One suggestion from noted psychologist and researcher Nicholas Zill is that parents of a representative subsample of NAEP-tested students be contacted to gather information on marital status and father or mother presence in the household. Whether by better leveraging the existing data collected on student questionnaires or by seeking out supplemental information in follow-up interviews, NAEP researchers would do our nation a great service if they developed a common metric for family structure and stability that could estimate the effects of these forces on educational progress.
Virtually 100 percent of the research subjects who failed to witness the “invisible gorilla” upon first viewing immediately saw it the second time around. They usually expressed disbelief that they initially missed it. Once confronted with the truth, the viewers could no longer ignore the reality right before their eyes.
Leaders in education reform and the researchers at NCES have both the capacity and the responsibility to elevate family structure as a critical prism through which we evaluate our country’s educational progress, on par with race, class, and other key groupings.

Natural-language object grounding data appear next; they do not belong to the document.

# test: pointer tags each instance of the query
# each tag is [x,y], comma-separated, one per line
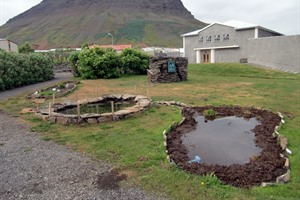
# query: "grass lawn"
[135,145]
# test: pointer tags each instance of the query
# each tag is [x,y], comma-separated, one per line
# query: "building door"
[206,57]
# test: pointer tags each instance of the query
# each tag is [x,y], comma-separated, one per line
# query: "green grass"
[136,144]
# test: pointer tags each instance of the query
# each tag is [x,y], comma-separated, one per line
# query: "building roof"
[237,25]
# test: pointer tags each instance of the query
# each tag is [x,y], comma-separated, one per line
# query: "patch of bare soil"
[265,167]
[110,180]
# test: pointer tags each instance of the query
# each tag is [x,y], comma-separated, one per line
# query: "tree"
[134,61]
[26,48]
[99,63]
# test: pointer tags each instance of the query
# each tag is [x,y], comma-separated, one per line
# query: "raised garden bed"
[59,90]
[269,166]
[57,112]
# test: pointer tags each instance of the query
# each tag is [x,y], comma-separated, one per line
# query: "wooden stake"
[112,108]
[78,110]
[53,98]
[49,109]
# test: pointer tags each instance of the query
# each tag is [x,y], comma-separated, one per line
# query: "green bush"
[134,61]
[106,63]
[73,59]
[22,69]
[99,63]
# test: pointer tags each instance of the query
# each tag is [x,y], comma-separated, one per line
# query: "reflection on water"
[223,141]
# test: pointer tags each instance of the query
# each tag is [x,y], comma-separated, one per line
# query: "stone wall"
[168,69]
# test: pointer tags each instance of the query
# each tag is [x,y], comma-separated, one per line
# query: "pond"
[223,141]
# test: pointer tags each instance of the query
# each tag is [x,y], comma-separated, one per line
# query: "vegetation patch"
[135,144]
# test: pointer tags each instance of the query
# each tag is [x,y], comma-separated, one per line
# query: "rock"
[284,178]
[128,97]
[39,101]
[27,110]
[122,112]
[117,96]
[93,100]
[62,120]
[287,163]
[104,119]
[159,71]
[106,115]
[92,120]
[70,104]
[83,101]
[264,184]
[283,142]
[52,119]
[139,97]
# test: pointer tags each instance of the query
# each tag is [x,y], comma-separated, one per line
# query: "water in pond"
[97,108]
[223,141]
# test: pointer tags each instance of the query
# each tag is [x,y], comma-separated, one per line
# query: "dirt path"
[31,168]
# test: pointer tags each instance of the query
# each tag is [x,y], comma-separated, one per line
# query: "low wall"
[168,69]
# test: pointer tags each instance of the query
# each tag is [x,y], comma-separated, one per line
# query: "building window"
[225,37]
[201,39]
[208,38]
[217,38]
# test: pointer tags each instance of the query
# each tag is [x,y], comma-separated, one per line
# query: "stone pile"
[159,71]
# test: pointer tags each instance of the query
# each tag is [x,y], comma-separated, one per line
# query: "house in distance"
[235,41]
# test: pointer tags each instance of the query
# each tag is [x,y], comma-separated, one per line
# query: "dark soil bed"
[265,167]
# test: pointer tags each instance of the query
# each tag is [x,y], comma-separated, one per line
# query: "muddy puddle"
[224,141]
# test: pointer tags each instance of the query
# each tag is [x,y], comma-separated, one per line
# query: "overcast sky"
[281,16]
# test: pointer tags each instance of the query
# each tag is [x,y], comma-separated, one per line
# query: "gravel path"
[31,168]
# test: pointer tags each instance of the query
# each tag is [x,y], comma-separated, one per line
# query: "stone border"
[57,95]
[142,103]
[283,141]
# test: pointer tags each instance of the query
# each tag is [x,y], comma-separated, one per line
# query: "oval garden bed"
[96,110]
[268,164]
[59,90]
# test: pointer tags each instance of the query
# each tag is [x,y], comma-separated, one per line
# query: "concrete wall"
[282,52]
[8,45]
[189,45]
[264,33]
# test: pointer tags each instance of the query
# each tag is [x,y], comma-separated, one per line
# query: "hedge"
[23,69]
[107,63]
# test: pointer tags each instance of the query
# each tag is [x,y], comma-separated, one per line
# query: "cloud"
[11,8]
[281,16]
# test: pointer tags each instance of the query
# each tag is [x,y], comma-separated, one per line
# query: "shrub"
[134,61]
[23,69]
[26,48]
[73,59]
[210,114]
[99,63]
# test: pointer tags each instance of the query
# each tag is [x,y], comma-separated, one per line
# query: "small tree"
[26,48]
[134,61]
[99,63]
[74,58]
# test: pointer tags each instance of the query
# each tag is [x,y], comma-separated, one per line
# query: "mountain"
[67,23]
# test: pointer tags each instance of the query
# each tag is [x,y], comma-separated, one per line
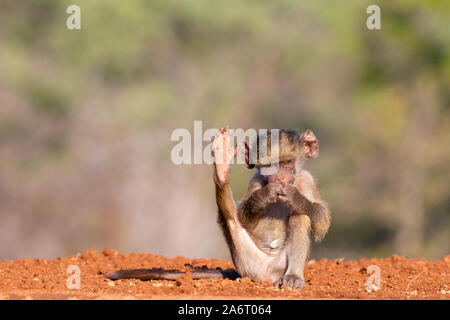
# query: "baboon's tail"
[161,274]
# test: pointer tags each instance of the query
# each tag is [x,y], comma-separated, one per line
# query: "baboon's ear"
[310,144]
[247,163]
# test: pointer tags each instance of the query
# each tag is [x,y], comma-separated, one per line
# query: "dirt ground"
[401,278]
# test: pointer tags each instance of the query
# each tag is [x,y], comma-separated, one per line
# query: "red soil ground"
[401,278]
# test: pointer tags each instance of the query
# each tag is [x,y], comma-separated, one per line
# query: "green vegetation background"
[86,117]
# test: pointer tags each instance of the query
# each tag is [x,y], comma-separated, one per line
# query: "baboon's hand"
[223,152]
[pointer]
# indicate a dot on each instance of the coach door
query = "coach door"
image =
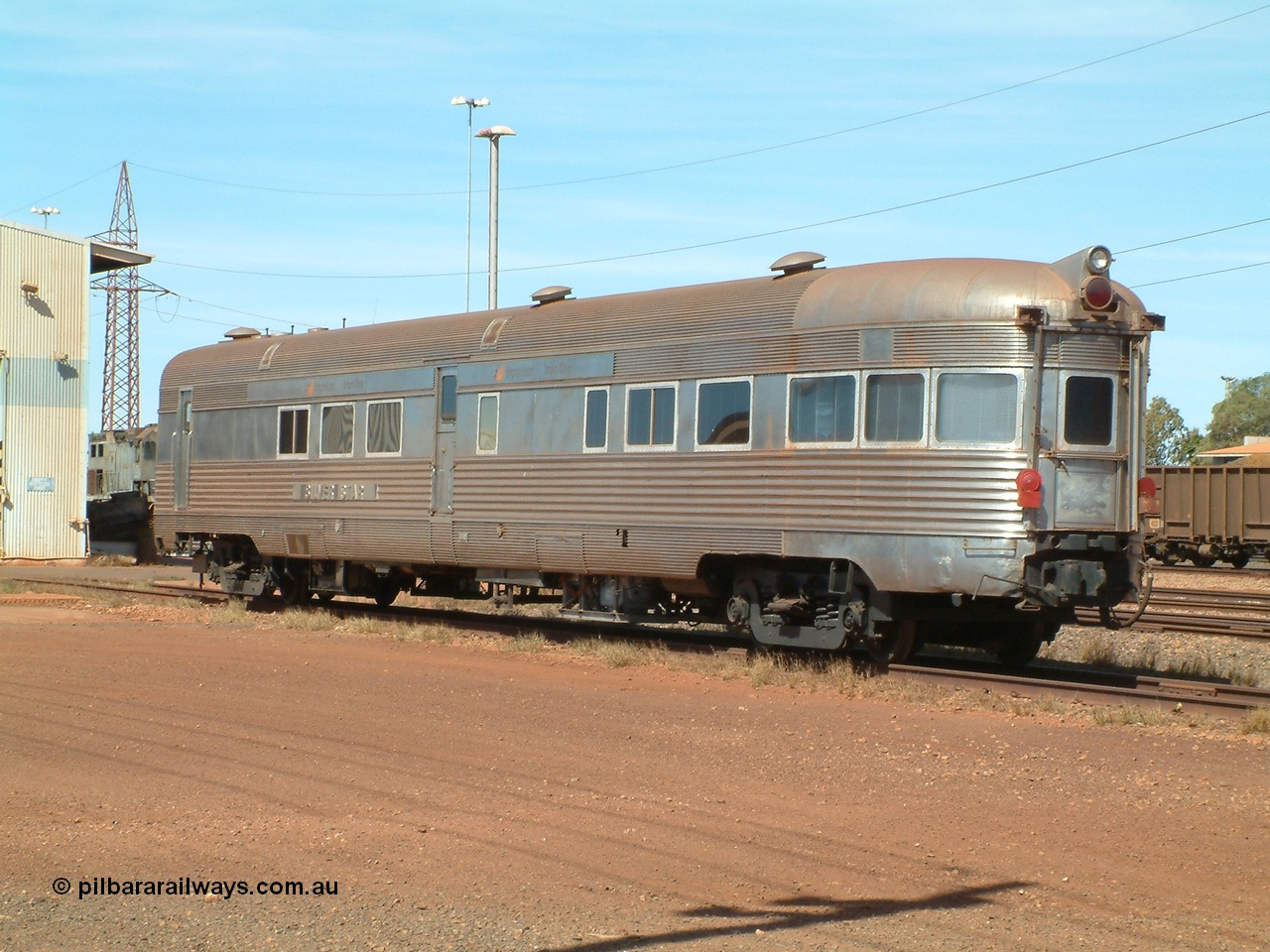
(444, 443)
(1089, 444)
(185, 436)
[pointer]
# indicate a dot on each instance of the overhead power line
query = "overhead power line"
(1205, 275)
(743, 154)
(1188, 238)
(792, 229)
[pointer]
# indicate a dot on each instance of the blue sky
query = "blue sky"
(275, 140)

Education reformers and policymakers have already begun the handwringing about 2017 NAEP disparities between race, class, and gender. Yet the inattentional blindness ignores a force at least as fundamental to human development. 2020 could be an opportunity for a new baseline to measure progress by the critical indicator of family structure, which has been hidden in plain sight for decades.
If we really want to cure our blindness and understand why our children are not making the progress we seek, we must make this essential and predictive measure invisible no longer.